Editor’s note: The Carroll County Times is profiling candidates for the Carroll County Board of Education leading up to the July 19 primary elections. In the nonpartisan race, voters may choose three candidates on their primary election ballots. The top six vote-getters will advance to the general election. Seven candidates are running for three open seats: Tara Battaglia, Patricia Dorsey, Amanda Jozkowski, James Miller, Pat Sands, Tom Scanlan and Steve Whisler. Katie Speert is also listed on the ballot but withdrew from the race in June.
Patricia Dorsey is finishing her first term as a member of the Carroll County Board of Education, and says she still has more work to do for the school system. Dorsey, of Westminster, is running for reelection to her seat, hoping to help with continued recovery from the COVID-19 pandemic.

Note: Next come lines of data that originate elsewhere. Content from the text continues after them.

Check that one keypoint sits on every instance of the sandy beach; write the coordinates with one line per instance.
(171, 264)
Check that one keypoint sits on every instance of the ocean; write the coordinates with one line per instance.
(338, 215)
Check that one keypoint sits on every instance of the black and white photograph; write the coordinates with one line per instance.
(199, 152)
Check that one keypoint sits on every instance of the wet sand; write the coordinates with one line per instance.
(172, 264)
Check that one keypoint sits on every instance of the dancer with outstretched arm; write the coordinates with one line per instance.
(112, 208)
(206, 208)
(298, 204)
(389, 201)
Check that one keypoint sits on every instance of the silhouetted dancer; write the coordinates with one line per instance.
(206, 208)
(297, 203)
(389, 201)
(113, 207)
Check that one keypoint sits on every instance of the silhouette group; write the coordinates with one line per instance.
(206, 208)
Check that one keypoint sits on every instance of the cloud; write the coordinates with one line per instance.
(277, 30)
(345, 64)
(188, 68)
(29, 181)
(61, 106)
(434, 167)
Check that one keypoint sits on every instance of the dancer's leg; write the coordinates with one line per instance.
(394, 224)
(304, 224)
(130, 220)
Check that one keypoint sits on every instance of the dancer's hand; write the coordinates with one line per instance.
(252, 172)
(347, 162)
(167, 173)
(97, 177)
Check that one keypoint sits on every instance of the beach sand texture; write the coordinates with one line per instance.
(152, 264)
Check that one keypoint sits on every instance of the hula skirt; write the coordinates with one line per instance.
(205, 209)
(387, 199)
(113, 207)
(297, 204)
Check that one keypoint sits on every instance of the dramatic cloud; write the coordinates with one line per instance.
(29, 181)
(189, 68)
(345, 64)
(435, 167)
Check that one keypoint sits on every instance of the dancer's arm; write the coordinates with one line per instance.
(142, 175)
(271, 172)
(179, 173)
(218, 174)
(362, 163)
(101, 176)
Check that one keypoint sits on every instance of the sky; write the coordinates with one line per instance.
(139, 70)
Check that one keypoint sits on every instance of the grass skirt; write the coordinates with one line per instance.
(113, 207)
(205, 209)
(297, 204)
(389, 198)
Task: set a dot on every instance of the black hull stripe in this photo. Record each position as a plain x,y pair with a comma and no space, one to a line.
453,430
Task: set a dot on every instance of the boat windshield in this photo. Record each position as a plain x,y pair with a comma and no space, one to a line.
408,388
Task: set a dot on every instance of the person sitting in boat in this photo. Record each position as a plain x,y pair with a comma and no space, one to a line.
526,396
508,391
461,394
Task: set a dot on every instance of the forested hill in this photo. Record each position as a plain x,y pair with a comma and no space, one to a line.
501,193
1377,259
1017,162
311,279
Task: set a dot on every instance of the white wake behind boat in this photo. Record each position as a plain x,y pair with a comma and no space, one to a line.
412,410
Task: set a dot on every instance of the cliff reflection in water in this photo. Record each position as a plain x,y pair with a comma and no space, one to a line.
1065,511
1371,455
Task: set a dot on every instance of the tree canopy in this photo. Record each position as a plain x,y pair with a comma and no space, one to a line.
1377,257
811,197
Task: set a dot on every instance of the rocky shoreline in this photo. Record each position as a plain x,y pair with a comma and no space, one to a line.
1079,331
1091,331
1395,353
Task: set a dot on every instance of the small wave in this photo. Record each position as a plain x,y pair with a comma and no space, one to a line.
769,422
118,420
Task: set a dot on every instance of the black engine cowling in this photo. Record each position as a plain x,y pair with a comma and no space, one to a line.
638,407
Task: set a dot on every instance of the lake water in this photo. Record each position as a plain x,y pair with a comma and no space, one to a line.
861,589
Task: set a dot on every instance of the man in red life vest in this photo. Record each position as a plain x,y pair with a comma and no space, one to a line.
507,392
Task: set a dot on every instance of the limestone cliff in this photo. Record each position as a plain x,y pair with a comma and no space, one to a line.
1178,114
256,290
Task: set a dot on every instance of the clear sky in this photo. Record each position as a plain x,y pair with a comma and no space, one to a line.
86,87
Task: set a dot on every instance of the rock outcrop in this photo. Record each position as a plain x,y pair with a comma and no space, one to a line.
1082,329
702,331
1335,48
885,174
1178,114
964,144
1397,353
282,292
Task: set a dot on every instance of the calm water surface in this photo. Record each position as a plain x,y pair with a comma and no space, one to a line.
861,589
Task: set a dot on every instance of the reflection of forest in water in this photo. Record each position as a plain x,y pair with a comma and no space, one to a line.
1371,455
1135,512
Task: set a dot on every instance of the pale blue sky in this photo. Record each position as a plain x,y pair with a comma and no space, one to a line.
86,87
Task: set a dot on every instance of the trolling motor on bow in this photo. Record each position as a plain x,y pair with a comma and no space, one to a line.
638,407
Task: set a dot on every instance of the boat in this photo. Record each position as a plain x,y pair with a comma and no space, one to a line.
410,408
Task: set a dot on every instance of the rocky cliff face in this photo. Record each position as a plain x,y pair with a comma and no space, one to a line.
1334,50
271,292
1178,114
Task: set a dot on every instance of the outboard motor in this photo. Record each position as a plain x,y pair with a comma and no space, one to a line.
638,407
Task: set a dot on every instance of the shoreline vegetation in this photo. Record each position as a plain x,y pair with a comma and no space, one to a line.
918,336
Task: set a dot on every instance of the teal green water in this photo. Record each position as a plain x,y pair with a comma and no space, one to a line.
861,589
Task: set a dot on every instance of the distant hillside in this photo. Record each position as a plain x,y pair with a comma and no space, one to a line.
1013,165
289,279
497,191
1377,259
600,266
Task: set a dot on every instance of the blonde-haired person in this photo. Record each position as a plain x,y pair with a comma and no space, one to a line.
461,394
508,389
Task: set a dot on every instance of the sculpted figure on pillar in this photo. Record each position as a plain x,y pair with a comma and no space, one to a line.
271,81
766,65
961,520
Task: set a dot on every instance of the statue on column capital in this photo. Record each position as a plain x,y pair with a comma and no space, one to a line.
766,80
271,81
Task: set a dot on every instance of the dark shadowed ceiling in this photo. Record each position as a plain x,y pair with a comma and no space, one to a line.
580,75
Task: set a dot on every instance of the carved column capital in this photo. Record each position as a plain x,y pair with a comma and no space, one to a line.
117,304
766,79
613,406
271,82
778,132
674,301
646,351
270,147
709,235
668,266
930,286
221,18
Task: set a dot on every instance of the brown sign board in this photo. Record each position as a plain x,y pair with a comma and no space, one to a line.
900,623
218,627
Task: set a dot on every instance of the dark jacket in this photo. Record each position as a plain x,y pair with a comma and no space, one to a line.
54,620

Dorsey was the top vote-getter in the 2018 election and is no stranger to CCPS. She was once a student in Carroll County schools, then worked as a teacher, assistant principal and principal in the system for almost 40 years. She also knows what it is like to be a parent in CCPS, as her two children attended and graduated from Carroll’s public schools.
Her extensive teaching experience, coupled with her administrative career have allowed her to have a “very keen understanding” of the inner workings of the school system, Dorsey said.
“I bring the vision not just of what it takes to have good instruction in the classroom as a teacher, but I know how to observe, evaluate and report on it … I have all those pieces in my background,” Dorsey said. “I don’t think there is anyone (else) who’s running (for the Board of Education) that has been at the level where they not only participated as a teacher in the system but also had part of their job to go in to observe and evaluate the teaching staff.”
Dorsey, a lifelong Carroll County resident and 1968 graduate of South Carroll High School, earned a bachelor’s degree from Morgan State College (now known as Morgan State University), a master’s from Western Maryland College (now known as McDaniel College) and a doctorate from the University of Maryland, College Park.
Dorsey said that she wants to use her expertise to move the school system past problems wrought by the pandemic.
“During the pandemic, we just lost a little bit of our academic footing and I think there was a period of time when we loosed the requirements/standards a bit because everyone was dealing with how we were going to handle the virus … I think we can get try to back to where we were before that and even go farther, if we can,” she said.
If reelected to the Board of Education, Dorsey said she plans to focus on student achievement.
“I feel like I still have something to contribute and I’d like to continue to give back to the system and community which have given so much to me,” she said.